По комнате проходили люди — спешно, по–деловому, хоть и был нерабочий час… Боясь, что их прервут, Ника прервала его по–английски, протянув мостик к общению, продолжавшемуся на другом языке. Он тотчас легко подчинился, и хоть это было чуть медленнее, чем по–русски, она залюбовалась его верным подбором глагольных форм при таком сальто–мортале.
— Усталая от резких переходов моего общения и, может быть, ещё неуверенная в себе… она стала выказывать благосклонность к ехавшему с нами моему товарищу. Вы знаете, что со мной было? — сказал он, остановись перед Никой, подняв яркие, темные, суженные, сквозь нее глядящие глаза, — и во всем худом, точеном лице с несколько полным, хоть и небольшим ртом мелькнуло что‑то оленье, — так показалось Нике.

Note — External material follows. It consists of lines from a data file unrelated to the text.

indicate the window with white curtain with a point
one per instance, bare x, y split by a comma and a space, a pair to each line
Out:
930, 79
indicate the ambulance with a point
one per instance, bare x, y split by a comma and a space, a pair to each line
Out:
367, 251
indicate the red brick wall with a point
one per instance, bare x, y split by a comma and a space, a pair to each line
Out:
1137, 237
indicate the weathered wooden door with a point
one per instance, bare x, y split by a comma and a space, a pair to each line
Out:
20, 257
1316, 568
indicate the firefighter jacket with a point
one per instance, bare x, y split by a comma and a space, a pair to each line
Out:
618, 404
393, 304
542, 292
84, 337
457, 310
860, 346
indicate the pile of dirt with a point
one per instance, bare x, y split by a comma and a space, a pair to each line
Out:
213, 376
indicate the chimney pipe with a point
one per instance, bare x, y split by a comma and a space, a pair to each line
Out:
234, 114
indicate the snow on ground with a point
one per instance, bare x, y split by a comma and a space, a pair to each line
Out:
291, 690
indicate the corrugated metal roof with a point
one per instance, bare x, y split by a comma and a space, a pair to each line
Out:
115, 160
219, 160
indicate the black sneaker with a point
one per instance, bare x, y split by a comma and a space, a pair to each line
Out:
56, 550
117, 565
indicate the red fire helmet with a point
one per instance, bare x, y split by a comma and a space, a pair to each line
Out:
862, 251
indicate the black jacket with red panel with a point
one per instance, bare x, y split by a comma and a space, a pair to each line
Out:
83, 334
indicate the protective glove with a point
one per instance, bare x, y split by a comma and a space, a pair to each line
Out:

— Но есть другое в моей жизни, что повторенья не получило, — это было тоже с женой, в поезде. Мы были тогда на путях. Были годы гражданской войны, достать ничего нельзя было. Я вставал, когда она ещё спала, и в совершенно диком холоде — чтобы она сразу проснулась в тепле, превозмогая усталость и ненависть к холоду, растапливал печь. Потом доставал молоко (это была целая эпопея!) и варил ей его. Вот этого я никогда ни для кого больше не делал! Это было в моей жизни — раз…
— И вот этого, — сказала его слушательница, — я никогда не пойму! И как это взять в поэму? После "Перчатки" Шиллера! Я видала таких заботливых — и таких мужественных людей…
— Тут дело не в заботе, — упрямо отвечал Мориц, — после реплики Ники голова седого мальчика была высоко вскинута, и в четком, двигавшемся по теневому фону стены, совершенном профиле не было ничего от оленя.
— Заботиться о ком‑нибудь— это всегда было в моей жизни, и, должно быть, это даже некоторая потребность моя, но…
Но Ника перебила. Все в ней пылало враждой к этому — в тяжелых условиях жизни, прожитой, после лет разрухи, требовавшей суровой, ежечасной героики за другого, — этот, как бы "сверху", тон отбора, тон не к месту изысканный. Роль, в которую нельзя было как‑то особенно "вникнуть" и которой позволялось "никогда более в жизни" не повторить того утра, с заботой о печке, о добытом и сваренном молоке! Разве не об эпохе разрухи и голода говорилось? Разве о ней надо было — говорить? Вместо того, чтобы грести обеими руками, без разбора, все, что на пути близких… Она заметила, что он уже говорил по–русски. Но в ней накипело:
— Вы так запомнили через всю жизнь (и так, как по комнате шли) — this poor milk[13], как будто это вообще идёт в счет, такой пустяк! Когда были судьбы, ежечасно и до последнего вздоха отданные другим… Что вы видели в жизни из трудностей, если вы это зовёте трудным? Мне просто за вас — неловко… Я б, Мориц, со стыда сгорела раньше, чем про это молоко рассказать!